I'm running MariaDB 10.2.29, and started exploring JSON data types. I'm trying to understand how to group by dynamic JSON keys, and sum up their nested values. For example, the table contains the following in the 'data' field entries:
MariaDB [vstats]> select data from top_domains where vtime >= '1573666140' and vtime <= '1573666200' limit 2\G
*************************** 1. row ***************************
data: {"domain1.com":{"total":"260","cached":"153"},"domain2.com":{"total":"1501","cached":"1170"},"domain3.com":{"total":"212","cached":"190"},"domain4.com":{"total":"1206","cached":"1118"},"domain5.com":{"total":"353","cached":"285"},"domain6.com":{"total":"216","cached":"41"},"domain7.com":{"total":"112","cached":"78"},"domain8.com":{"total":"220","cached":"194"},"domain9.com":{"total":"95","cached":"62"},"domain10.com":{"total":"99","cached":"18"}}
*************************** 2. row ***************************
data: {"domain1.com":{"total":"240","cached":"166"},"domain2.com":{"total":"1644","cached":"1279"},"domain3.com":{"total":"195","cached":"174"},"domain4.com":{"total":"1276","cached":"1185"},"domain12.com":{"total":"84","cached":"72"},"domain5.com":{"total":"373","cached":"258"},"domain6.com":{"total":"92","cached":"13"},"domain7.com":{"total":"148","cached":"102"},"domain11.com":{"total":"217","cached":"25"},"domain8.com":{"total":"380","cached":"345"}}
2 rows in set (0.00 sec)
MariaDB [vstats]>
The 'vtime' field contains epoch values from when the stats were recorded.
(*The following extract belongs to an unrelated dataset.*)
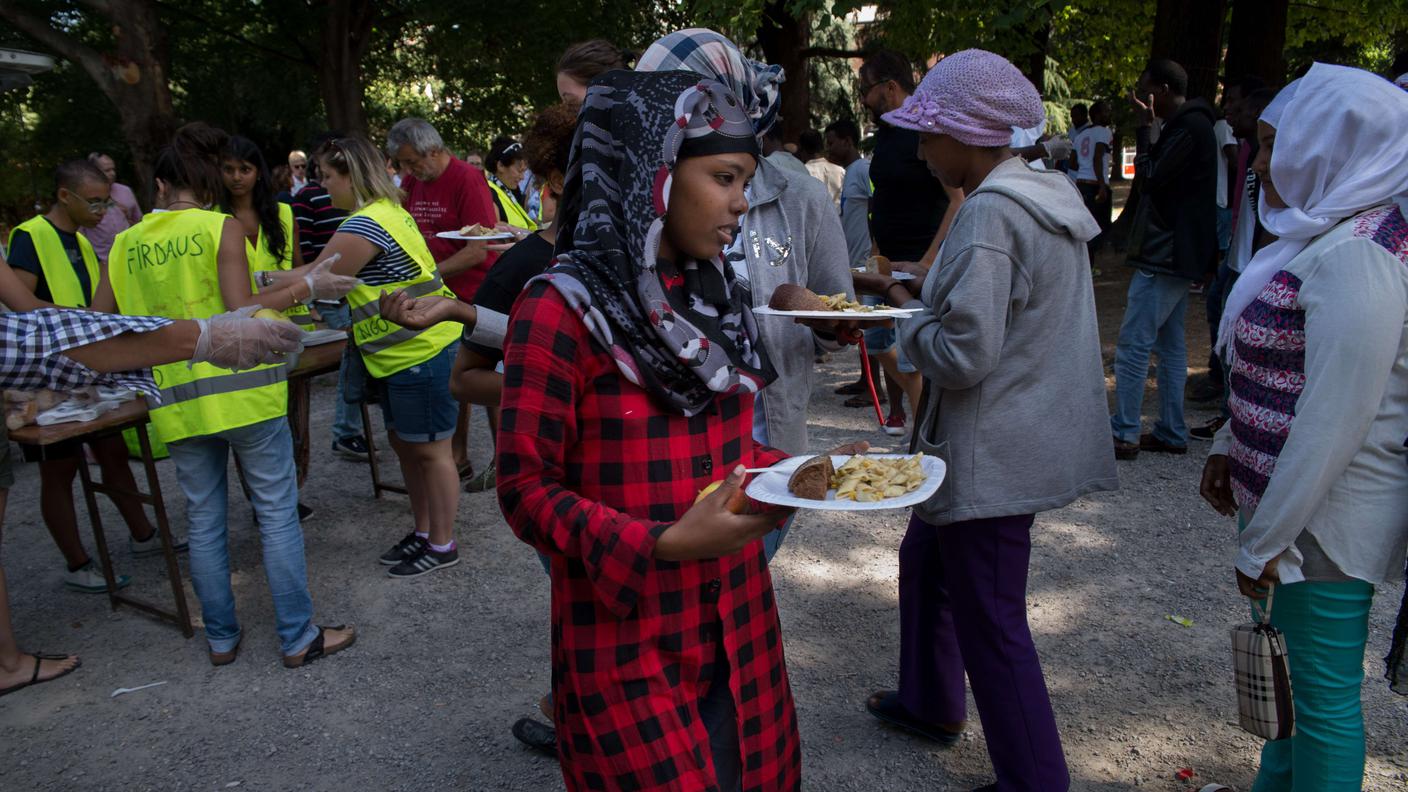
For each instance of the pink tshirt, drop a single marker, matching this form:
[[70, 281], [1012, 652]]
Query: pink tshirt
[[123, 216]]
What I'm trying to get in return is a JSON object, grouped by domain names/JSON keys, with sums for the "total" and "cached" values. I started down a path using a nested select against the json_keys(data,'$')
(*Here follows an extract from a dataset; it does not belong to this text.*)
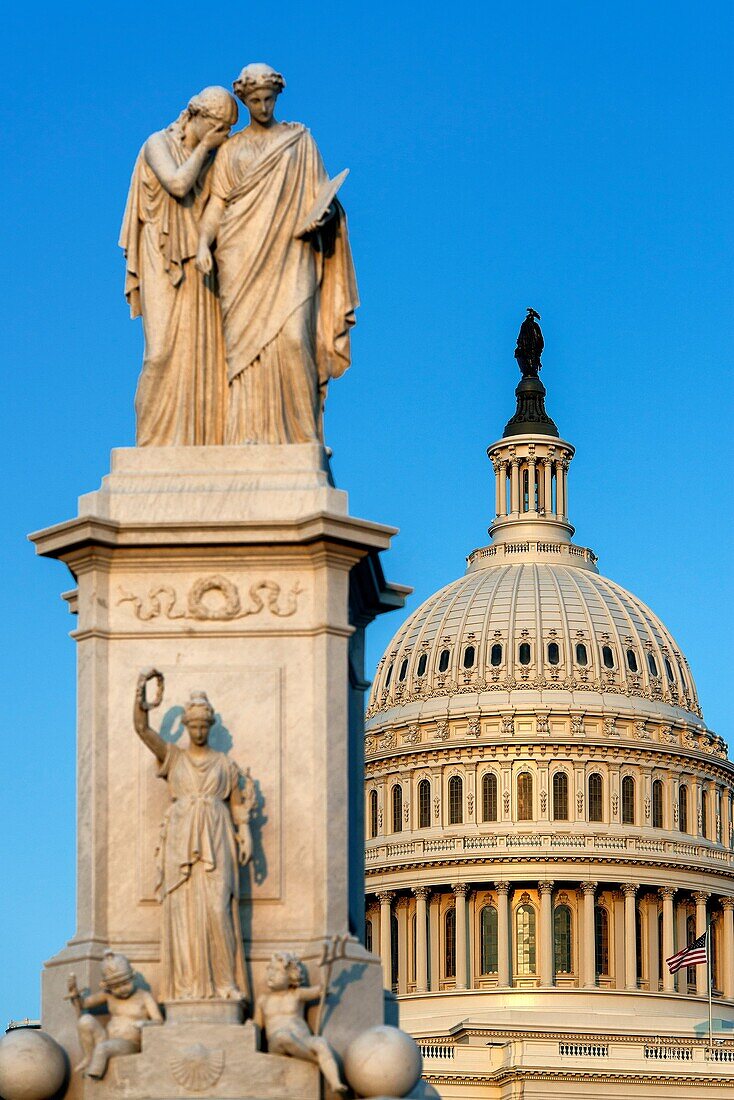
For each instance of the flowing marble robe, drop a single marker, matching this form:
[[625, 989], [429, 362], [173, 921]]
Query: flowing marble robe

values, but it didn't seem optimal for transversing possibly thousands of entries.
The main reasons I have for wanting to use the JSON table type are:
- Input data comes from a Perl hash encoded to a JSON object
- Output data is parsed and plotted using jQuery
- Reduced table size (I tried using normal columns and primary keys on vtime and domains but it grows far too fast)
- Use a dataset format which doesn't have to be manipulated for input/output
Any pointers would be greatly appreciated.